O jovem, garante o texto, ter--se-á queixado “a outros padres e até a professores universitários do Instituto Miguel Torga em Coimbra, onde actualmente estuda”. O assunto estará a ser comentado em Coimbra “em voz baixa”.
Foi no seguimento do email que o bispo de Coimbra ordenou a publicação do comunicado na página da diocese. O padre Pedro Miranda, vigário-geral, explica que, devido à “dimensão que o caso tomou em muito pouco tempo”, a diocese decidiu “mostrar-se colaborante ao apuramento da denúncia, não a colocando debaixo do tapete” e seguindo as linhas orientadoras “de Bento XVI e do Papa Francisco”.
Entretanto a Polícia Judiciária (PJ) soube do comunicado e abriu um inquérito para apurar a existência dos supostos abusos de que fala o blogue. Fonte oficial admite, no entanto, que ainda “não foi apresentada qualquer queixa” às autoridades civis.

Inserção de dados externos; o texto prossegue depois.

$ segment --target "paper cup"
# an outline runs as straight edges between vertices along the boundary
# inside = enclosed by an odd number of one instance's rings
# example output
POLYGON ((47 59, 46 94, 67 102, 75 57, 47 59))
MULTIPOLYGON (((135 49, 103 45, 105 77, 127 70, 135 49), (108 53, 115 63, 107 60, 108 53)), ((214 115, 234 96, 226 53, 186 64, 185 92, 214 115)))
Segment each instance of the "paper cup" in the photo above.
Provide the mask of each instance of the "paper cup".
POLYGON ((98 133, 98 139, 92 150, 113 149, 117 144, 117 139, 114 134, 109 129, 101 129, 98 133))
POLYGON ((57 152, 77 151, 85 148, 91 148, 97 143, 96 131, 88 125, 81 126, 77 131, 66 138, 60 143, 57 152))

o “lóbi gay” Além de denunciar os supostos abusos ao rapaz da Lourinhã, “António” conta como existirá um lóbi gay que integra padres de várias dioceses da Região Centro, liderado por um cónego que esteve ligado ao Santuário de Fátima e vive num apartamento em Abrantes – espaço onde organiza “encontros secretos”. Os padres que integram o grupo, conta o blogue, “fazem constantes propostas de cariz sexual, quer pessoalmente, quer por telefone ou via internet, bem como ameaças a menores que vivem com eles no Seminário e que estão sob a sua responsabilidade e a outros que acompanham na formação”. Além disso, “gozam de um elevado status nas suas dioceses, agindo como um grupo de influências e interesses na Igreja portuguesa” e têm “grande força juntos dos bispos, que não conseguem fazer-lhes frente e aparentemente permanecem inactivos em relação a estes casos, abafando-os”.
polémica na igreja Por se tratar de um blogue anónimo, o comunicado está a dividir a Igreja. Alguns padres e bispos com que o i conversou consideram a medida da diocese de Coimbra “precipitada”, sobretudo porque o bispo não ouviu o padre visado na denúncia. Outros aplaudem a “transparência” e sublinham que o tratamento dado ao caso é “absolutamente pioneiro” na Igreja portuguesa, inserindo-se nas linhas orientadoras do Papa Francisco sobre os procedimentos a adoptar em relação aos casos de abusos.
No mês passado, Francisco criou uma secção dentro da Congregação para a Doutrina da Fé para julgar os bispos que encubram casos de pedofilia. Até agora só o Papa tinha poderes para julgar bispos. E, apesar de ainda não terem sido redigidos os procedimentos que devem ser seguidos pela nova secção e as penas a aplicar, a medida já teve consequências: um bispo do México foi destituído recentemente por não ter dado seguimento a denúncias.
e agora? Quando uma denúncia anónima chega a uma diocese, é averiguada a sua credibilidade. Caso pareça verosímil, o bispo deve procurar apurar os factos relatados e comunicá-los às autoridades civis. À luz do direito canónico, são punidos todos os actos sexuais com menores de 18 anos. Já a lei civil portuguesa prevê três tipos de crimes diferentes: abuso sexual de crianças, que abrange menores até aos 14 anos; acto sexual com adolescentes, que engloba menores entre os 14 e os 16 anos; e abuso sexual de menores dependentes, quando os abusos envolvem menores com idades compreendidas entre os 14 e os 18 anos e caso haja uma relação de dependência (educadores).
Caso a denúncia do blogue se venha a confirmar, o padre visado enfrentará um processo canónico – que, no limite, pode determinar o seu afastamento do sacerdócio. Ao mesmo tempo, enfrentará os tribunais civis, arriscando-se a uma pena de prisão que pode ir até um ano, uma vez que o rapaz em causa teria 17 anos à data dos abusos. Já se a denúncia for falsa, será investigada a autoria do blogue e todos os padres visados poderão apresentar queixa por difamação. Ontem o padre envolvido na história dos abusos não quis falar sobre o caso, mas o i sabe que está a ponderar avançar com um processo por difamação contra o autor do blogue.